By Richard L. Cassin | Monday, May 23, 2016 at 1:28PM

 

The Securities and Exchange Commission awarded more than $450,000 jointly to two individuals Friday for a tip that led the SEC to open a corporate accounting investigation and for their help once the investigation was underway.

The whistleblower award is the third announced by the SEC during May, bringing the month’s payouts to $10 million, the agency said.

“The recent flurry of awards reflects the high-quality nature of the tips the SEC is receiving as public awareness of the whistleblower program grows,” Sean McKessy, chief of the SEC’s Office of the Whistleblower, said in a statement Friday.

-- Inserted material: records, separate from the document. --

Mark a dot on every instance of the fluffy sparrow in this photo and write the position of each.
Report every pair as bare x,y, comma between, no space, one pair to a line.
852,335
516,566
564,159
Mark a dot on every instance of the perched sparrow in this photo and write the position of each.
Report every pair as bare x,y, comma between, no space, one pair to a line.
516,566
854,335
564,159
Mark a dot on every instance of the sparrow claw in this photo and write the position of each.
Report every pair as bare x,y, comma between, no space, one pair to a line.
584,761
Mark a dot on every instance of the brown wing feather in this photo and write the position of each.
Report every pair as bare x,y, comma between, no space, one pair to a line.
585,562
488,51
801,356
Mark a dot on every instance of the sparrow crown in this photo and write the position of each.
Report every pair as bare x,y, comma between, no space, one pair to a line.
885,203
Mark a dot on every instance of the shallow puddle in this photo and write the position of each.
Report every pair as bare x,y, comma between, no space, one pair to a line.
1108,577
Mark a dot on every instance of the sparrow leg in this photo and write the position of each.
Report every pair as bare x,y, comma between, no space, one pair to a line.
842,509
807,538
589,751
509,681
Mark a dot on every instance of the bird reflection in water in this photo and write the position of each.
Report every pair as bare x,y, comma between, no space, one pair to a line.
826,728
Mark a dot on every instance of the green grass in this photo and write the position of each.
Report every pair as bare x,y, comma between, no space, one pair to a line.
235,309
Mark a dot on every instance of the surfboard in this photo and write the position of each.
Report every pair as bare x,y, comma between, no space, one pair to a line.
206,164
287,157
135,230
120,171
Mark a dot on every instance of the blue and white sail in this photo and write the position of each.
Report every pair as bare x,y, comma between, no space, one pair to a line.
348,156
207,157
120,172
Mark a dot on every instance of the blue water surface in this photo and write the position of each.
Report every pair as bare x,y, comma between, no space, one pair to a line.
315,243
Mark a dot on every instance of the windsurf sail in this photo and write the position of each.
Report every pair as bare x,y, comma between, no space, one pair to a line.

“These two individuals not only submitted valuable tips to help open our investigation but also provided valuable assistance as we proceeded,” McKessy said.

On May 17, the SEC awarded between $5 million and $6 million to a whistleblower whose information led the SEC to uncover securities violations which would have been “nearly impossible to detect” without the company insider’s help.

The award was the third highest ever granted under the SEC whistleblower program since the program’s inception in 2011.

 

On May 13, the SEC awarded a whistleblower more than $3.5 million for producing evidence against his or her company during an ongoing investigation “that strengthened the SEC’s case.”

 

In that case, the SEC first denied an award to the whistleblower because the informaiton related to an investigation that had already started.

After the whistleblower appealed, the SEC reversed its decision.

By law, the SEC has to protect the confidentiality of whistleblowers and not disclose information that might reveal a whistleblower’s identity.

The agency has now awarded more than $68 million to 31 whistleblowers since the program started in 2011.

The biggest award so far was more than $30 million in 2014. A 2013 award topped $14 million.

Whistleblowers can be eligible for awards when they voluntarily provide the SEC with “unique and useful information that leads to a successful enforcement action.”

Awards can range from 10 percent to 30 percent of recoveries when amounts collected are more than $1 million.

The SEC received more than 4,000 tips last year.